Marchena sí se ocupa, en cambio, de establecer el parentesco entre el delito de rebelión y el de sedición. "Este Tribunal ya ha puesto de relieve la similitud entre la estructura típica de este delito [el de sedición] y el de rebelión", dice la sentencia. Y aunque no lo diga, a la vista está que la propia formulación del artículo 544 del Código Penal indica que la relación existe: "Son reos de sedición los que, sin estar comprendidos en el delito de rebelión, se alcen pública y tumultuariamente(...)". Se aplican los magistrados a hacer frente a la idea de que la sedición es un delito de relevancia menor, y la distinguen del mero desorden. "Implica conductas activas, alzamiento colectivo, vías de hecho, despliegue de resistencia", dicen. Nada que objetar ahí. El pero que hay que ponerle a la sentencia no es cuando describe la sedición y subraya la diferencia con una alteración del orden público cualquiera, sino cuando descarta la rebelión.

El peso que ha inclinado la balanza hacia la sedición está en el terreno de la opinión. No de los hechos. La sentencia considera acreditada la violencia a lo largo del proceso de secesión. Pero no cree que fuera una violencia "instrumental, funcional, preordenada de forma directa, sin pasos intermedios, a los fines que animan la acción de los rebeldes". Y cuando rechaza que la violencia fuera funcional se refiere a "la absoluta insuficiencia" de los actos de los separatistas para imponer la independencia y la derogación de la Constitución.

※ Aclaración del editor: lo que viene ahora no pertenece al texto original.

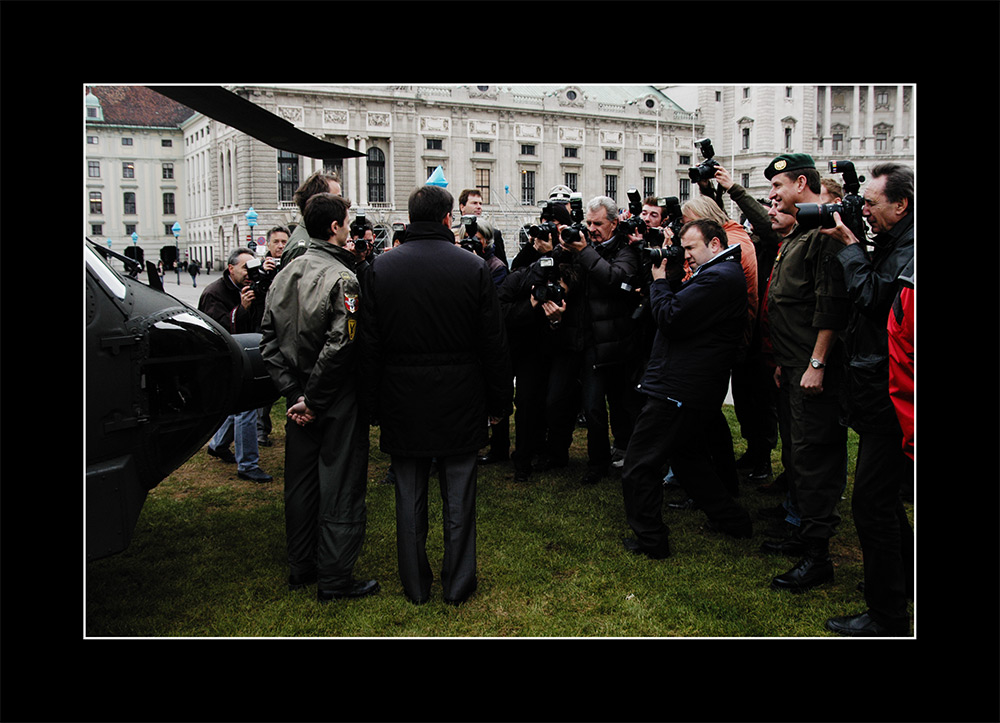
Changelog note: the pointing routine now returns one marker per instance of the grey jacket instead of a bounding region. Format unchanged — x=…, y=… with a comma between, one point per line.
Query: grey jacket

O a que "los alzados no disponían de los más elementales medios para (...) doblegar al Estado".

Más aún, cree el tribunal que la finalidad del proyecto de los acusados no era conseguir lo que decían que querían –sabían que era imposible, según la Sala–, sino "convencer a un tercero, el Gobierno democrático de España, para que negociara el modo de acceder a la independencia". Donde estamos ante el peso determinante que ha inclinado la balanza. Los dirigentes separatistas no tenían "una verdadera voluntad de dar eficacia al resultado del tumultuario referéndum". Como dejó patente, dicen, aquella suspensión de la declaración de independencia que anunció Puigdemont, provocando la estupefacción de su público.

La versión del Supremo sobre el 1-O es que los dirigentes separatistas engañaron a unos ingenuos seguidores, haciéndoles creer que iban a proclamar una bonita república, cuando en realidad sólo querían movilizarlos para así presionar al Gobierno de España a sentarse a negociar la independencia de Cataluña. Es una versión, sin duda. Pero una versión alejada de lo que vieron y vivieron aquellos primeros días de octubre tantos españoles. Porque entre el 1 de octubre y el discurso del Rey, la balanza, la de la política, pudo inclinarse hacia el triunfo del golpe. Eso fue así. Y lo seguiremos viendo de esa manera, por más que la sentencia nos cuente que aquello fue de farol, como dijo la otra. Los faroles, a veces, salen.